Gaziantep Futbol Kulübü’nü yakından takip eden biri olarak, bu sezon oynanan futbolu, alınan sonuçları ve sahadaki kolektif takım görüntüsünü gerçekten beğeniyorum. Ancak son haftalarda sanki takım ayarını bir türlü tutturamıyor. Özellikle son üç maça baktığımızda; Fenerbahçe, Alanyaspor ve Rizespor karşılaşmalarında Gaziantep FK iyi başlasa da sonunu getiremiyor.

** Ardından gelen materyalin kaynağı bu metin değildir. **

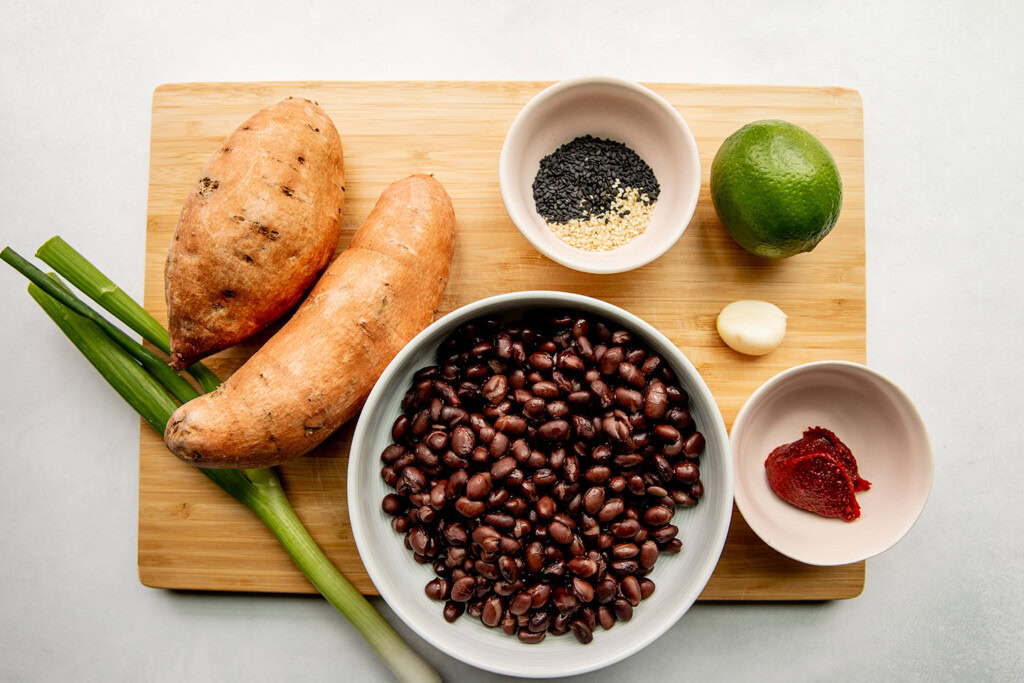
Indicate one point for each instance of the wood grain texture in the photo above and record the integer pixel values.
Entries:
(194, 536)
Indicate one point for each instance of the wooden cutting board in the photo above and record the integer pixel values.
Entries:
(194, 536)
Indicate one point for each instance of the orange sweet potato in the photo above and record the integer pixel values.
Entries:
(316, 372)
(255, 230)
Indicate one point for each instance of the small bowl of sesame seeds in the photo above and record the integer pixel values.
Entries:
(599, 174)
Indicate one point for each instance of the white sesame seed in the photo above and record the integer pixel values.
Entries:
(627, 219)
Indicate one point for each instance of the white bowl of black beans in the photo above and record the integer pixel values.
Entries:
(524, 475)
(600, 174)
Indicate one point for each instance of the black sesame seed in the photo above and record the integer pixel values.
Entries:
(582, 178)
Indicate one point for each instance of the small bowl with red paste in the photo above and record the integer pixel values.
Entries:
(833, 463)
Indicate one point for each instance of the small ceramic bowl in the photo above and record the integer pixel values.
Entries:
(880, 425)
(400, 580)
(620, 111)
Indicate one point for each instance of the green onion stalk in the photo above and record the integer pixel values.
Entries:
(128, 367)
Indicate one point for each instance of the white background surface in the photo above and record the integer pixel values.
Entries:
(941, 83)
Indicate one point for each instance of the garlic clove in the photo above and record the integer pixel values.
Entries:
(754, 328)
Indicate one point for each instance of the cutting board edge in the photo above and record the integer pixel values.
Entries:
(151, 577)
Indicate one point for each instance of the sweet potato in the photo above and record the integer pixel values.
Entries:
(316, 372)
(256, 229)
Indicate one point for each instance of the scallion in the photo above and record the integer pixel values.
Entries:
(260, 491)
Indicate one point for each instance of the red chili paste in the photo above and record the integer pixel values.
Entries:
(817, 473)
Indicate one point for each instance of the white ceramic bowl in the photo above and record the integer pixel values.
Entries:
(880, 425)
(612, 109)
(399, 580)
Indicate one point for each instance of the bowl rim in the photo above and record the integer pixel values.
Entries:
(754, 521)
(363, 534)
(581, 264)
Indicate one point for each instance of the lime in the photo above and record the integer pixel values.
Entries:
(775, 188)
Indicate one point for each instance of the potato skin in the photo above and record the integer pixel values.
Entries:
(255, 230)
(316, 372)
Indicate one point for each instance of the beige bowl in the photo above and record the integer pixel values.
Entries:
(612, 109)
(880, 425)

Bugün oynanan Çaykur Rizespor maçında da tablo değişmedi. Bayo’nun attığı golle öne geçen kırmızı-siyahlılar, ilerleyen dakikalarda bireysel hatalar yüzünden oyunun kontrolünü rakibe kaptırdı. 2-2’lik skor belki “kötü değil” denebilir ama sahanda oynuyorsan, öne geçtiğin bir maçı kazanmak zorundasın. Çünkü o üç puan Gaziantep FK’yı çok daha farklı bir noktaya taşıyabilirdi.
Burak Yılmaz yönetimindeki bu takım, özellikle son 9-10 maçta gösterdiği oyunla beni fazlasıyla mutlu ediyor. Takımdaşlık duygusu, yardımlaşma ve mücadele gücü sahaya yansıyor. Fakat bazen fazla özgüven, ayakların yere basmamasına neden olabiliyor. Bireysel hatalar zinciri, puan kayıplarını beraberinde getiriyor.
Burak Hoca saha kenarından ne kadar bağırsa da çağırsa da, futbolcular zaman bildiklerini oynamaya devam ediyor. Oysa bu takım bireysel oyunlardan vazgeçtiği anda, gerçek potansiyelini gösterecek. Çünkü bu kadroda yetenek de var, inanç da var, mücadele de var.
Bir puan belki kötü değil ama sahanda kaybedilen iki puan, hedefe giden yolda ciddi bir kayıptır. Yine de “kazanamıyorsan kaybetme” anlayışıyla alınan bu sonuç, moral bozmamalı. Milli ara sonrası daha diri, daha konsantre bir Gaziantep FK göreceğimize inanıyorum.
Bu takım doğru yolda… Yeter ki bireysel hatalardan ders çıkarılsın, takım ruhu bozulmasın. Çünkü Gaziantep FK’nın gerçek gücü, kolektif oyununda gizli.